Purpose: To understand contemporary experiences of pediatric health care professionals' (HCPs) caring for hospitalized Medically Fragile Infants (MFI) and their parents.

Design And Methods: Convenience sampling was adopted to recruit 26 HCPs who provided care to MFI and their parents on inpatient units at a large tertiary pediatric hospital in Western Canada. Participants participated in either a focus group or individual face-to-face interview. Themes and concepts emerged during open and focused coding.

Findings: HCPs encountered barriers to establishing relationships with parents, including: (a) intricate nature of MFI, (b) lack of social supports, (c) inconsistency, (d) moral distress, (e) burnout, and (f) struggle to gain control. HCPs utilized strategies to establish relationships with parents, including: (a) normalizing and building parental confidence, (b) tailoring care and being flexible, (c) providing parent care, and (d) optimizing communication.

Conclusion: HCPs aimed to establish relationships built on trust with parents of MFI to empower and enable parents to care for their infants.
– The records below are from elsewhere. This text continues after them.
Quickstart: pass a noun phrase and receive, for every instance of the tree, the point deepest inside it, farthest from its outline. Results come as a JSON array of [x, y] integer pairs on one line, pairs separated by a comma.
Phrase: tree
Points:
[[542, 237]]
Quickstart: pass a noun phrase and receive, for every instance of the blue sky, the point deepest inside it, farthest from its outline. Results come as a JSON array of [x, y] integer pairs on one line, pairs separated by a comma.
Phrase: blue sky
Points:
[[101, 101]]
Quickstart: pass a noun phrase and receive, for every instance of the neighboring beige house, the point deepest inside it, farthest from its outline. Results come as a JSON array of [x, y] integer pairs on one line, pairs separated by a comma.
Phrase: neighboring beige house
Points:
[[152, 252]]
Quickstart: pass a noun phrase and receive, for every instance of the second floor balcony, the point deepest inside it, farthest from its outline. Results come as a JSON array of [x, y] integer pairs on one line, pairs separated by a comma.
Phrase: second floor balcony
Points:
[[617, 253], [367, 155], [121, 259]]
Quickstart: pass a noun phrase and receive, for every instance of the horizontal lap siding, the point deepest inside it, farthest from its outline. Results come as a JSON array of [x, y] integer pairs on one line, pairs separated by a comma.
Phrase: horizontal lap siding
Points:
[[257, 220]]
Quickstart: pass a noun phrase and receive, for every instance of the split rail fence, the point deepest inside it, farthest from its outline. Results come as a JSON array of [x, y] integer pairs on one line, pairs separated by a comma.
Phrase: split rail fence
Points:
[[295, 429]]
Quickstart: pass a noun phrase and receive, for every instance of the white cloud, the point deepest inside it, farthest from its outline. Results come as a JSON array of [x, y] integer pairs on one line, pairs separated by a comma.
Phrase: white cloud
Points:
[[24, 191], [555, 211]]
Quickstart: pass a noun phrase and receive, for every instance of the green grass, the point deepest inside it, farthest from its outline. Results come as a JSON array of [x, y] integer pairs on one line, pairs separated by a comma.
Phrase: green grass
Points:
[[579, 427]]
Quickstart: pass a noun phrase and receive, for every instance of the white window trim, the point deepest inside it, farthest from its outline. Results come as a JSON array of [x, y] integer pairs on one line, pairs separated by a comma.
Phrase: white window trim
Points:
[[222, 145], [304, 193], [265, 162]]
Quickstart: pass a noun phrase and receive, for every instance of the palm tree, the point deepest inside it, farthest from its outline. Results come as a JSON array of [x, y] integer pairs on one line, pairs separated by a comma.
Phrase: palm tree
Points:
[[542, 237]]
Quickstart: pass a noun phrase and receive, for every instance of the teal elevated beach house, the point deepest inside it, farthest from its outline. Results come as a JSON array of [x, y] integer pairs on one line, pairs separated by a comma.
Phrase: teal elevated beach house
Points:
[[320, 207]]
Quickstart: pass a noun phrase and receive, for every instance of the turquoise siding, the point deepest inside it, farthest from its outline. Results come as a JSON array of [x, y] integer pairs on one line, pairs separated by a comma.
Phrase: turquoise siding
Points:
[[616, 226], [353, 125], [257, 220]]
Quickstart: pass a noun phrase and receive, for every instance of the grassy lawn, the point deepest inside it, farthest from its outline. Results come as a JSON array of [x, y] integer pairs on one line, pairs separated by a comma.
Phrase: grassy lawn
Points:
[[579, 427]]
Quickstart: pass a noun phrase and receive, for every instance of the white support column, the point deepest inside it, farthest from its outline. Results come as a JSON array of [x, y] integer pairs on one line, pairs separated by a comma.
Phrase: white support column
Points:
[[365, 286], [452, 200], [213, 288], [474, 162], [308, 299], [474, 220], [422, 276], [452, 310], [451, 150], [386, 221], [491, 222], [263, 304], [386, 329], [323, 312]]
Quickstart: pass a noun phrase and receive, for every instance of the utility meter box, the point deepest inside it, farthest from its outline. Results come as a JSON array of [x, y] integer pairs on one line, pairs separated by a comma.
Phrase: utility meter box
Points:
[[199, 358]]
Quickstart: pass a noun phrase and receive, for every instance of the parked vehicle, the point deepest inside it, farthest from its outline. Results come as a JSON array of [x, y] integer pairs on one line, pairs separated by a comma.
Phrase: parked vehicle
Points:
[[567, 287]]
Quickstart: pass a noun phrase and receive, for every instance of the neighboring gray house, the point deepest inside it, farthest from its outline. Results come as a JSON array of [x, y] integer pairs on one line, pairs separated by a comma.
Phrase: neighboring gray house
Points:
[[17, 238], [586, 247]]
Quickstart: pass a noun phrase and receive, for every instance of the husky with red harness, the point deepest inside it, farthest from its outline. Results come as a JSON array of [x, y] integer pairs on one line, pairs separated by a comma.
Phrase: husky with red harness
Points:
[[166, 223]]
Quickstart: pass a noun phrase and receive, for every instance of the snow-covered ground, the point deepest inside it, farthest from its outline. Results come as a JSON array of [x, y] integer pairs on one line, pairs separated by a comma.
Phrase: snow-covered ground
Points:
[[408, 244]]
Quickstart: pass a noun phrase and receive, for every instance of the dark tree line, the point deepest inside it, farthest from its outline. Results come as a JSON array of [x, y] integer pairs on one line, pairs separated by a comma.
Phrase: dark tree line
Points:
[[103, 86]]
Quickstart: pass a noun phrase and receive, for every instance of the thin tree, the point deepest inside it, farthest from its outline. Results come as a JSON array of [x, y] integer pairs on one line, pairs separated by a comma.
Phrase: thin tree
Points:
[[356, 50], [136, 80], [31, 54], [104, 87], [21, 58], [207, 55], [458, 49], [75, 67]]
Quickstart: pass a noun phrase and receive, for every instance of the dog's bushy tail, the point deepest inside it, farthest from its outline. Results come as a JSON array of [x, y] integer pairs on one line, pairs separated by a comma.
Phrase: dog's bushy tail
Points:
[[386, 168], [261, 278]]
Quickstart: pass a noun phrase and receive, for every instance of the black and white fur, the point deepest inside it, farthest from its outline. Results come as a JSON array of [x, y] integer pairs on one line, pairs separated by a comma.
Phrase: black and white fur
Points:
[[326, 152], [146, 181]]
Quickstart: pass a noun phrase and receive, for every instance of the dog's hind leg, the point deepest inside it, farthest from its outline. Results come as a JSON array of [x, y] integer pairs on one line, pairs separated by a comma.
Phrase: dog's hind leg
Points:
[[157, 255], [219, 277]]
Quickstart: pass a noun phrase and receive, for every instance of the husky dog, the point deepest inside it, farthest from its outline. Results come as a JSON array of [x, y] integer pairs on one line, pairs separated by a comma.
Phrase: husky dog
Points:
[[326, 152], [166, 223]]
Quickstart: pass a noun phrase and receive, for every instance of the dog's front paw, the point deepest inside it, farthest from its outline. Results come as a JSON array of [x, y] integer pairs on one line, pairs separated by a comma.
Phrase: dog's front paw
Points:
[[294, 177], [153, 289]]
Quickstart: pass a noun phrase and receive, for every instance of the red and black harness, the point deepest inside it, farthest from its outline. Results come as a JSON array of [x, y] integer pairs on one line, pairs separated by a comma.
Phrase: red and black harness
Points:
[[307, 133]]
The relationship was the vehicle to enhance the care provided and well-being of MFI. HCPs encountered barriers to establishing trusting relationships and utilized strategies to establish such relationships.
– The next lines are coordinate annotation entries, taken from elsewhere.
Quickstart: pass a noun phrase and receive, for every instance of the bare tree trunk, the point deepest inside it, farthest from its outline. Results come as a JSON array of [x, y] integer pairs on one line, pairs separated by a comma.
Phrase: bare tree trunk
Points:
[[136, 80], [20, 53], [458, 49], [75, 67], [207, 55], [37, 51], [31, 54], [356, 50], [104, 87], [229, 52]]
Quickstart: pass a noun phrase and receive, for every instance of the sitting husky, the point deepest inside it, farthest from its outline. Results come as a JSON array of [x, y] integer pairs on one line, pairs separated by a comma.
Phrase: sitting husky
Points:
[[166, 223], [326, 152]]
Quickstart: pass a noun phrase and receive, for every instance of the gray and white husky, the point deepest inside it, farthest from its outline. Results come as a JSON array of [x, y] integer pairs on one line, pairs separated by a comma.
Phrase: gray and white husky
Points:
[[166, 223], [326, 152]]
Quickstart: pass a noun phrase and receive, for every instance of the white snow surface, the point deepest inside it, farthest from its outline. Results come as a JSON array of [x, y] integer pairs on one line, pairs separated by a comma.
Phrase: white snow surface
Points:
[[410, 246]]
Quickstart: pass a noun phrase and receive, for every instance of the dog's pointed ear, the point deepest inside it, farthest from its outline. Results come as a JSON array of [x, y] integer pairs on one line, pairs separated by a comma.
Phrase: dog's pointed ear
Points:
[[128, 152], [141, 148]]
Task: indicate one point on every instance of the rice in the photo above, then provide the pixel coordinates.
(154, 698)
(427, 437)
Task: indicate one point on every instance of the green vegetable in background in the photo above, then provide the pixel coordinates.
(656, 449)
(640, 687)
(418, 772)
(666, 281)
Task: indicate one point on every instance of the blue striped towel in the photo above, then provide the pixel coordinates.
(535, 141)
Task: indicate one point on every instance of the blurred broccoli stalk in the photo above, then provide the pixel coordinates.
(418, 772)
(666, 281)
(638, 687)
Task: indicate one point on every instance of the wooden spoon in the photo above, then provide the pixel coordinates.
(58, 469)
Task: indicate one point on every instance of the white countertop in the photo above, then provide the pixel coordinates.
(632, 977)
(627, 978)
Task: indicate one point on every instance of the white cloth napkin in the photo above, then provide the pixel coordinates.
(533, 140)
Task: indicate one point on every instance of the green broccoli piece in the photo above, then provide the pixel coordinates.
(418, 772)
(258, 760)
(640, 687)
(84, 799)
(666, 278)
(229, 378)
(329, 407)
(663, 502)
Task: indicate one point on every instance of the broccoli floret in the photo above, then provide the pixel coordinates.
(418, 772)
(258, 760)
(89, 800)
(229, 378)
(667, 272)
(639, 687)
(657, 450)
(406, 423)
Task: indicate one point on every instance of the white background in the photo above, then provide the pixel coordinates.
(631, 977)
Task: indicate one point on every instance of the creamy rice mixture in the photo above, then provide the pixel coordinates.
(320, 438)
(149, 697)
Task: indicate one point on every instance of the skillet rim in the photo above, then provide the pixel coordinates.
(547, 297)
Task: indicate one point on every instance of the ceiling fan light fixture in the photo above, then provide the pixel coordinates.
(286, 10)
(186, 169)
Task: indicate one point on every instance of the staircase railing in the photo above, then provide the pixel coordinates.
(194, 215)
Practice Implications: It is valuable to understand the importance that the parent-HCPs relationship plays in the care provided to hospitalized MFI and how lack thereof can lead to moral distress and burnout among HCPs. Increasing HCPs' awareness of barriers and strategies to the establishment of a trusting relationship with parents could help improve the collaborative relationship between parents and HCPs.